Other impactful biases include:

  • Delayed gratification (pressure to show immediate results)
  • Sunk cost trap (feeling lasting attachment to costs that cannot be recovered)
  • Oversimplification tendency (tendency to stay within your ‘circle of competence’ even when it is clearly counterproductive or destructive)

2) Identify biases founders use to gain more favourable view of their projects

As mentioned in the article, top biases that founders may deliberately use to gain more favourable view of their pitch and project are narrative bias (storytelling in deck and pitching), clustering illusion (that causes investors to observe appealing clusters of information and credentials), confirmation bias (founder shows the ‘right’ structure and contents to investors), pro-innovation bias (investors like to see innovative features and products), halo effect (founders show, via storytelling and credentials, a positive and likeable image or treat of themselves or their product, aiming for investors to think that the overall product and team are as good), zero-risk effect (founders pre-emptively show there are no risks or all potential risks are mitigated) and distinction bias (founders like to deliberately compare their product to one that is much inferior, thus highlighting the benefits).

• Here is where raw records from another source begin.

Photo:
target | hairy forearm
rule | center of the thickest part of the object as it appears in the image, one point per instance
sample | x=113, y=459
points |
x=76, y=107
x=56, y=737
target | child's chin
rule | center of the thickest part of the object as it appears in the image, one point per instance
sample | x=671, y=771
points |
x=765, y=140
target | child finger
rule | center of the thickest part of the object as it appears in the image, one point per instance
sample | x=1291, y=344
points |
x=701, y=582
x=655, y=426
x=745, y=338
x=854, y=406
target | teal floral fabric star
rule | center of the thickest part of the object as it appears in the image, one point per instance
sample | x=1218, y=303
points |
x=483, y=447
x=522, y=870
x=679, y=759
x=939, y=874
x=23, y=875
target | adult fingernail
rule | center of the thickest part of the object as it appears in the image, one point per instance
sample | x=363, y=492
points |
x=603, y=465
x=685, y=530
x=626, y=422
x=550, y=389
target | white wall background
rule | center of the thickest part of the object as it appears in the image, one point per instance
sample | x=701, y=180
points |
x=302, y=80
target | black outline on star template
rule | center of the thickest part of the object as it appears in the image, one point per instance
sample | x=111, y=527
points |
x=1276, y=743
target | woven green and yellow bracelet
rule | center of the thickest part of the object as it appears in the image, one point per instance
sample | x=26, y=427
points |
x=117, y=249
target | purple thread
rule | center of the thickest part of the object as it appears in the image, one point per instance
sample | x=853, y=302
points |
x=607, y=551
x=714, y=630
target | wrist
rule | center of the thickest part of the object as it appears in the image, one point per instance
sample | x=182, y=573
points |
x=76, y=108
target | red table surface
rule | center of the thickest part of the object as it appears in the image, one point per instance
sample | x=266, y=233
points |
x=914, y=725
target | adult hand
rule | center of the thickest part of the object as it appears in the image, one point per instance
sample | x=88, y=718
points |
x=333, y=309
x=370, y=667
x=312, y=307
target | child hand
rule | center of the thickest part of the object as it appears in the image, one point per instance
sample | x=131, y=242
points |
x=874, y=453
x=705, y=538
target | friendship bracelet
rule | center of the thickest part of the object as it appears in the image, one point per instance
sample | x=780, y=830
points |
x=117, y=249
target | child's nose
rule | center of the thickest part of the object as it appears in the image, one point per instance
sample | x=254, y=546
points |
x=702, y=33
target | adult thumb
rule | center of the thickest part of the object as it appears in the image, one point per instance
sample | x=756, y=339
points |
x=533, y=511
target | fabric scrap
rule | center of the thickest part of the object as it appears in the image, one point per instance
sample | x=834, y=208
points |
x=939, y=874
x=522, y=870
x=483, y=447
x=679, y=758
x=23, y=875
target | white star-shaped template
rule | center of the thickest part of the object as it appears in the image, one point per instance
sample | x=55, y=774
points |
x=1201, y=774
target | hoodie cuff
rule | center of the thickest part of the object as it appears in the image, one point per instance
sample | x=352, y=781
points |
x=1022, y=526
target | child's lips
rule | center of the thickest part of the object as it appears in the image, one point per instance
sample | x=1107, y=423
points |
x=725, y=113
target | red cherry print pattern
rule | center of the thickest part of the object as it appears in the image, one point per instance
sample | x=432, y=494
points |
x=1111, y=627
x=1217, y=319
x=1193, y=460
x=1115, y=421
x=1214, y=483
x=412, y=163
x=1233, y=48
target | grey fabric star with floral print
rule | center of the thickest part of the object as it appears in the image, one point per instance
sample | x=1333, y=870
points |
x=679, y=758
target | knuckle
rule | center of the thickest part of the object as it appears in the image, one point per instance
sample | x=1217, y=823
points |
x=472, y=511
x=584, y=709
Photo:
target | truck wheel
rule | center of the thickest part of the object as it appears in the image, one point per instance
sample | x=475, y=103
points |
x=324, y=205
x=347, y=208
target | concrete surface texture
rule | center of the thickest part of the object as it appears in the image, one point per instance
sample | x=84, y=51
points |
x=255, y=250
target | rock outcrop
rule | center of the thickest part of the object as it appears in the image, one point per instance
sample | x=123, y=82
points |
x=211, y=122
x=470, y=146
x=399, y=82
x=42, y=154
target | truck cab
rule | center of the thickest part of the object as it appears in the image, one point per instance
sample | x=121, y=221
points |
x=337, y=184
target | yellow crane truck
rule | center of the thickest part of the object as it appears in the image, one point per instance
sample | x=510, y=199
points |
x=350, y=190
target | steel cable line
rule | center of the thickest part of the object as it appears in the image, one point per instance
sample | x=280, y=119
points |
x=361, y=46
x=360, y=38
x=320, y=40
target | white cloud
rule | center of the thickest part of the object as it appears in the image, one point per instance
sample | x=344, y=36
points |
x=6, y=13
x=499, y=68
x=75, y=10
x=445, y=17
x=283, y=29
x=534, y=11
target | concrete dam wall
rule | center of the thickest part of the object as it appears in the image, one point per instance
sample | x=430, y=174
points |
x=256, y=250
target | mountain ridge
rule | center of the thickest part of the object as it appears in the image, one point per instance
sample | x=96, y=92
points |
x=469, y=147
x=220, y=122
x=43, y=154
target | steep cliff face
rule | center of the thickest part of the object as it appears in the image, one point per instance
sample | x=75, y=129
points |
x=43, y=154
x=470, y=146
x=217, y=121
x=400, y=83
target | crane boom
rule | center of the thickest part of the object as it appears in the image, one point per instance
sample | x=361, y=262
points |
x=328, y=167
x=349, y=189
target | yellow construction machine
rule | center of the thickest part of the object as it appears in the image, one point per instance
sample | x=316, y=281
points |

3) Identify and assess founders’ biases by observing their pitch

  1. Anchoring Trap. What is it: We can be excessively influenced by a starting point or first impression. Psychologists have shown that when people make quantitative estimates, their estimates may be heavily influenced by previous values of the item. For example, it is not an accident that a used-car salesman always starts negotiating with a high price and then works down. The salesman is trying to get the consumer anchored on the high price so that when he offers a lower price, the consumer will estimate that the lower price represents a good value. Anchoring can cause investors to under-react to new information. How to defend against it: In order to avoid this trap, an investor needs to remain flexible in his thinking and open to new sources of information, while understanding the reality that any company can be here today and gone tomorrow.
  2. False Causality Bias. What is it: Many times, we falsely assume when two events occur together that one event must have caused the other. For example, founders are prone to show and quickly get credit for their previous success (exit or company sale). However upon careful analysis of the stated “success” (which a founder assumes to repeat with this new project) may show a confluence of external factors (such as technological development, favourable legislation, government support, etc), good timing and pure luck that were more important in the stated success. PayPal and Amazon are great examples, and founders of both are very careful not to claim full credit, but deliberate on more salient factors that weren’t in their control and how the sum total of their grit, perseverance and external factors helped in their eventual success. How to defend against it: Investors need to hear out founders’ stories but also conduct a thorough analysis of the context in which the previous success of the founder happened. Goal is to distill what really caused the success; was it mostly the hard work, visionary idea and perseverance despite or rather in addition to externalities?
  3. Fundamental Attribution Error. What is it: Whereby we attribute a person’s behaviour to an intrinsic quality of her identity rather than a situation she is in. For example, let’s say you were interviewing a financial advisor. He shows up on time, in a nice suit, and buys lunch. He says all the right words. Will he handle your money correctly? Almost all of us would be led to believe he would, reasoning that his sharp appearance, timeliness, and generosity point towards his “good character”. Dan Ariely’s book about situational dishonesty and cheating illustrates that we may give an appearance that is expected only to behave differently in a similar context. How to defend against it: Before and during the fundraising pitch, we need to dig deeper and put appearances and our expectation in a proper context, aiming to find out whether the founder and his team really have all the necessary attributes (industry knowledge, team skills, leadership, vision for the product) required to give them the best shot at successful growth and scale up of their product.
  4. Survivorship Bias. What is it: Our tendency to focus on successful people, businesses, or strategies and ignoring those that failed.  Because of this, we adopt opinions, structure businesses, and make decisions without examining all the data, which can easily lead to failure. A Google search of “Successful founders who dropped out of college,” will turn up some of the biggest names such as Steve Jobs and Mark Zuckerberg as examples of entrepreneurs who had an idea, took a leap and became successful. But by equating their success to hard work alone, we ignore a very important fact: for every successful college dropout, there are hundreds, if not thousands, who weren’t as lucky.
    The founders we put on pedestals worked hard, but there were also many circumstantial events that paved their way to success. In fact, research shows the majority of the United States’ most successful businesspeople graduated college – 94%, to be exact. How to defend against it: Look out for signs such as “In following legendary footsteps of XXX,” “We have some of the similar pedigree to YYY,” “Our team’s combined experiences in this industry are of ZZZ years”, etc which all have a common denominator of “based on previous success of such and such, we think we have a good chance at similar success.” Again, a more pragmatic assessment of team, product and market related to areas where the founder or his team claims some “heavy” credentials would help understand what the reality is.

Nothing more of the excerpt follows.